Ulusal İstihbarat Direktörü

Trump, eski Demokrat Temsilcisi Tulsi Gabbard'ı, Ulusal İstihbarat Direktörü olarak atayacağını açıkladı. Trump konuşmasında Gabbard’ın 20 yılı aşkın süre boyunca ülkesinin ve tüm Amerikalıların özgürlükleri için savaştığını belirtti. Gabbard, 2013-2021 yılları arasında Hawaii'yi Temsilciler Meclisi'nde temsil etti ve 2022'de bağımsız oldu. 2020'de Demokratik Parti başkanlık ön seçimlerinde aday olan Gabbard, istihbarat alanında deneyime sahip değil ve Ukrayna savaşına ABD müdahalesine karşı çıkıyor. Rusya hakkındaki görüşleri ve 2017'de Suriye lideri Beşar Esad ile yaptığı görüşme, özellikle Brüksel çevrelerinde tartışmalara yol açtı.

Trump’ın dış politikada yeni odak noktaları Indo-Pasifik mi, Orta Doğu mu?

Trump’ın yeni dönemine yönelik Scrolli’ye değerlendirmelerde bulunan Prof. Dr. Hüseyin Bağcı, ABD’nin dış politika öncelikleri, Türkiye-ABD ilişkilerinde olası senaryolar, ve Trump’ın NATO’ya karşı tutumunun Türkiye için potansiyel etkilerine odaklanıyor.

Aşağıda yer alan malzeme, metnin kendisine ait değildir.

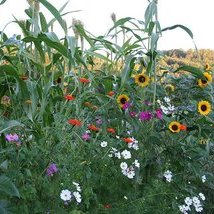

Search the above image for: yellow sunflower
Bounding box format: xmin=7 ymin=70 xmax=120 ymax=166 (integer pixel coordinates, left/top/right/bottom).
xmin=169 ymin=121 xmax=181 ymax=133
xmin=134 ymin=73 xmax=150 ymax=87
xmin=204 ymin=63 xmax=211 ymax=71
xmin=165 ymin=84 xmax=175 ymax=92
xmin=198 ymin=72 xmax=212 ymax=88
xmin=198 ymin=100 xmax=211 ymax=115
xmin=117 ymin=94 xmax=129 ymax=107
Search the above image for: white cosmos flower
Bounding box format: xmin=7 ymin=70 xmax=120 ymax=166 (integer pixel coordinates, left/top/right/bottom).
xmin=114 ymin=152 xmax=121 ymax=159
xmin=120 ymin=162 xmax=128 ymax=169
xmin=100 ymin=141 xmax=108 ymax=147
xmin=60 ymin=189 xmax=72 ymax=201
xmin=184 ymin=197 xmax=192 ymax=206
xmin=195 ymin=206 xmax=203 ymax=213
xmin=133 ymin=160 xmax=140 ymax=168
xmin=73 ymin=192 xmax=82 ymax=203
xmin=72 ymin=182 xmax=81 ymax=192
xmin=121 ymin=149 xmax=131 ymax=159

Prof. Dr. Hüseyin Bağcı, ABD dış politikasındaki Indo-Pasifik odağının Trump döneminde de süreceğini belirtiyor. Bağcı'ya göre, "Indo-Pasifik’te Çin ile ABD arasında Tayvan gibi çatışma alanları devam edecek." Ancak, Gazze ve Ukrayna gibi kriz bölgelerindeki gelişmelerin Trump için koltuğa oturduğunda başlıca gündem maddeleri olabileceğini ifade ediyor.

Gazze ve Lübnan’da İsrail’in hedeflerine ulaşma çabalarının 20 Ocak’a kadar devam edeceğini belirten Bağcı, Biden yönetiminin İsrail’e verdiği sınırsız desteğin Netanyahu’nun hedeflerine ulaşmasında büyük bir rol oynadığını da ekliyor.

Rusya-Ukrayna savaşı hakkında ise Bağcı, "Rusya’nın Ukrayna altyapısını hedef almayı sürdüreceğini ve topraklarda kalıcı olma eğiliminde olduğunu" belirtiyor. Bu bağlamda, Trump'ın göreve gelmesi durumunda bu çatışmaları sonlandırma yönündeki çabalarının başarı şansını zamanın göstereceğini ifade ediyor.

Türkiye-ABD ilişkilerinde Trump 2.0 dönemi

Öte yandan Prof. Dr. Bağcı, Trump’ın ikinci döneminde Türkiye’ye dair daha işbirlikçi bir tavır sergileyebileceğini düşünüyor. İlk Trump dönemi ile bu dönemi kıyaslayan Bağcı, "Birinci Trump dönemi ile İkinci Trump dönemi arasında, özellikle dünyanın geldiği nokta itibariyle farklar olacak. Trump’ın seçeceği kadroların Türkiye’ye yönelik tutumları da önem arz ediyor," diyor ve ekliyor: "Gerilimler belli bir noktaya kadar devam edecek olsa da Trump’ın iş birliğine yaklaşacağını öngörüyorum."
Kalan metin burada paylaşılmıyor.